Figure 3. Differentiation of multiple MSC cell lines using (A) (i) OsteoMAX-XF™ Differentiation Medium; (ii) Supplier LT Osteogenic Differentiation Kit. Differentiation was induced over 21 days in 48-well plate cultures of four different human MSC cell lines. Alizarin Red staining of representative wells at day 7, 14 and 21 are shown. B) Mineralization kinetics of human bone-marrow derived MSC (SCC034) differentiated in OsteoMAX-XF™ Medium.

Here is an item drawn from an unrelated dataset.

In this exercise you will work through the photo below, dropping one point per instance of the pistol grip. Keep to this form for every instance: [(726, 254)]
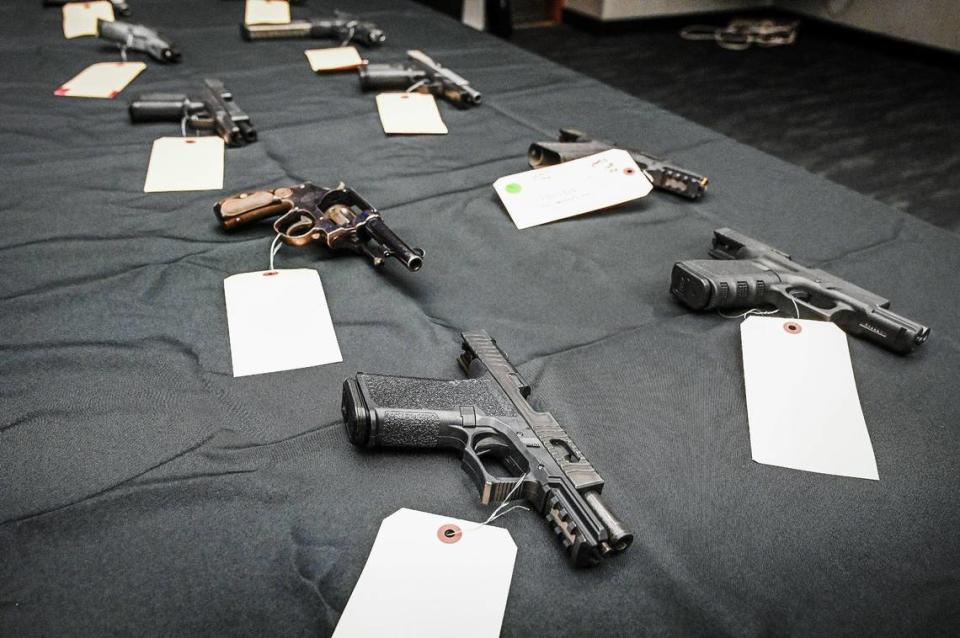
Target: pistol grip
[(246, 208)]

Figure 4. Large scale osteocyte differentiation of bone-marrow MSC cell lines using OsteoMAX-XF™ Differentiation Medium stained with Alizarin Red mineral staining (TMS-008) after 10 days of differentiation. Approximately 107 mineralizing osteoblasts could be obtained from a 600 cm2 cell culture flask or 500 cm2 roller bottle.
Figure 5.Quantitative alkaline phosphatase determination of OsteoMAX-XF™ stability. OsteoMAX™ medium was subjected to stressed conditions ranging from 24 hours at RT to 7 days at 37 °C. Cells were exposed to varying concentrations of the stressed supplements for 7 days before the conditioned medium was collected for quantitative determination of AP activity. Our Quantitative Alkaline Phosphatase ES Characterization Kit (SCR066) was used. Stressed conditions were: #1: One freeze-thaw cycle (control); #2: Two freeze-thaw cycles; #3: Two freeze-thaw cycles, 24 hours at RT; #4: Two freeze- thaw cycles, 2 days at RT; #5: Two freeze-thaw cycles, 3 days at RT; #6: Two freeze-thaw cycles, 4 days at RT; #7: Two freeze-thaw cycles, 6 days at RT; #8: Two freeze-thaw cycles, 8 days at RT; #9: Two freeze-thaw cycles, 7 days at 37 °C.
We describe the discovery and commercial development of a novel, serum-free and xeno-free MSC osteogenic differentiation medium. The formulation is extremely efficient, generating mineralized cultures in under 7 days, and works consistently across all sources of MSCs tested, including those derived from pluripotent stem cells. This is particularly important for generation of autologous therapies or disease and patient-specific cells for drug screening. Differentiation can be scaled to generate the number of cells required for large-scale applications. OsteoMAX-XF™ medium offers a reliable, simple, cost effective method to generate human osteoblasts for research, clinical and drug discovery applications.